Sticking with her original deadline announced last year, European Commission Vice President Neelie Kroes told a European interoperability standards forum yesterday that a public portal for access to government and public data from across the continent is on track to go online in Spring 2012. Following that, the next stage in Comm. Kroes’ agenda includes an ambitious project to launch a community-built, crowd-sourced public data platform for all of Europe.

Kroes told the OpenData Forum in Brussels she expects for a pan-European forum for public data mining to go live no later than 2013. “Will she really be able to pull off all that?” the commissioner asked rhetorically, referring to herself.

A Commission report last November (PDF available here) produced by a technical workshop convened in Luxembourg of data standards experts, including W3C, painted a very broad picture of the types of data the government is looking to federate. A new data portal would need to include a small group of very interesting datasets first, the report stated, to attract citizens’ interest early. But then these early datasets would need to be stitched together with bigger datasets, the ownership of which may be indeterminate. Goal #2, the report said, would be to “deeply integrate a small set of very high quality datasets demonstrating immediate value and, in time, capable of acting as a scaffold for the integration of many other datasets.

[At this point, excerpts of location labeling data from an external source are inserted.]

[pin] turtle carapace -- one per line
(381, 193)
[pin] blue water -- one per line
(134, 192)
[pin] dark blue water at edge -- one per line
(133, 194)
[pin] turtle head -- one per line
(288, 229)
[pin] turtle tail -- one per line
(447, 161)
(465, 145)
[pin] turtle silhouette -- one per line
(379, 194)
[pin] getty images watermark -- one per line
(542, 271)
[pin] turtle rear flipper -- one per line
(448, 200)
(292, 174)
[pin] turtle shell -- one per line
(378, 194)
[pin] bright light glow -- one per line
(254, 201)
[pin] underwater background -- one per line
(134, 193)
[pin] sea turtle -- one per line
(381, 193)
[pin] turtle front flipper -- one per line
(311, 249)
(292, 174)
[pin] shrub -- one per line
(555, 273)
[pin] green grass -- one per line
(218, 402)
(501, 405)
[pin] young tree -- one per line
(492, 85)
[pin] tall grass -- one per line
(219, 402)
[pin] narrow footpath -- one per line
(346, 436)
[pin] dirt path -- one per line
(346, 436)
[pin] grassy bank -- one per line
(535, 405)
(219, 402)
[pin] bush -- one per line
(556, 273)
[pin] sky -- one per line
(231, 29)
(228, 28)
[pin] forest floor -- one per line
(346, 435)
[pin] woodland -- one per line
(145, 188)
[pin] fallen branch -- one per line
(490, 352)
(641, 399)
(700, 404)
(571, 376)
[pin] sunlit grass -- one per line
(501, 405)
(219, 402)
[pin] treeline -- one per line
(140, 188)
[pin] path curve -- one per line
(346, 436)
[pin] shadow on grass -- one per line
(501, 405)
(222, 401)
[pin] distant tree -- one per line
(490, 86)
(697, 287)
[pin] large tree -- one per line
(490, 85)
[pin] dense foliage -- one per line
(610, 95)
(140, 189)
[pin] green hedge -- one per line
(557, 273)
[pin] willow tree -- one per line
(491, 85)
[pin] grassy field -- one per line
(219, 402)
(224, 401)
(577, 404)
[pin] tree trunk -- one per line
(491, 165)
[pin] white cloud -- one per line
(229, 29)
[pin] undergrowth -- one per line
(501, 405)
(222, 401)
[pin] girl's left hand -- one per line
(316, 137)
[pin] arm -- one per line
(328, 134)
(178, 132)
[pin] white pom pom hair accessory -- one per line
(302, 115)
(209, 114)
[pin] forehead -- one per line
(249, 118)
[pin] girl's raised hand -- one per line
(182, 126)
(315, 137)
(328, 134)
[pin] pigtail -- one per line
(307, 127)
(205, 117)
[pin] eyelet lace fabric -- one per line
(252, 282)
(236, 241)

Candidates in this second role are geospatial, transportation, statistical and financial datasets.

Yesterday, Comm. Kroes narrowed and focused the definition of these datasets somewhat: “Making good use of public data can make your life better. Whether it’s route planning using public geo-information or public transport data, a local community crowd-sourcing its maintenance priorities, decision-making built on statistics of all shapes and sizes, or data journalism that helps explain our world,” she told attendees.

“Research in genomics, pharmacology or the fight against cancer increasingly depends on the availability and sophisticated analysis of large data sets,” the commissioner continued. “Sharing such data means researchers can collaborate, compare, and creatively explore whole new realms. We cannot afford for access to scientific knowledge to become a luxury, and the results of publicly funded research in particular should be spread as widely as possible.”

But sharing such data may not be the intention of some member countries that may have had intentions to license that data commercially. For them, the commissioner implied, she would not be against imposing new rules compelling member countries to license their data at low or no rates: “In particular, we’ll be looking at the way data is disclosed – the formats and the way data licenses operate to make re-use straightforward in practice. We’ll also be looking at charging regimes because expensive data isn’t ‘open data.’ In short, getting out the data under reasonable conditions should be a routine part of the business of public administrations.”

Kroes envisions private citizens being able to develop their own applications around this publicly available data. When the Commission submitted a tender last April for freelance and open source programmers to build the data portal, initial reaction from developers – as told to CrowdSourcing.org – included statements implying that if governments were as open as Kroes envisioned, projects such as WikiLeaks would be rendered unnecessary.

“I think one of the biggest excitements is a really radical move to open up all spending and to be fair,” said Cambridge, U.K.-based Open Knowledge Foundation founder Rufus Pollock. “The U.K. Government isn’t too corrupt, but imagine places where corruption is a problem. Imagine that all over the world!”

The OKF is one of the leading organizations behind the Data Hub, an open effort to build a data portal around public data sets. The Data Hub’s initial store consists of 83 datasets provided by the W3C Linking Open Data Interest Group, including the Allen Mouse Brain Atlas – a record of gene expressions recorded from genome images of mouse brains; the CIA World Factbook; and the Freebase RDF Store which includes topics gleaned from Wikipedia. The challenge for developers now may be to demonstrate how mashups may be created to link all this data together in some meaningful fashion.

Meanwhile, the challenge for the E.C. will be to find an inexpensive way to open up more meaningful data.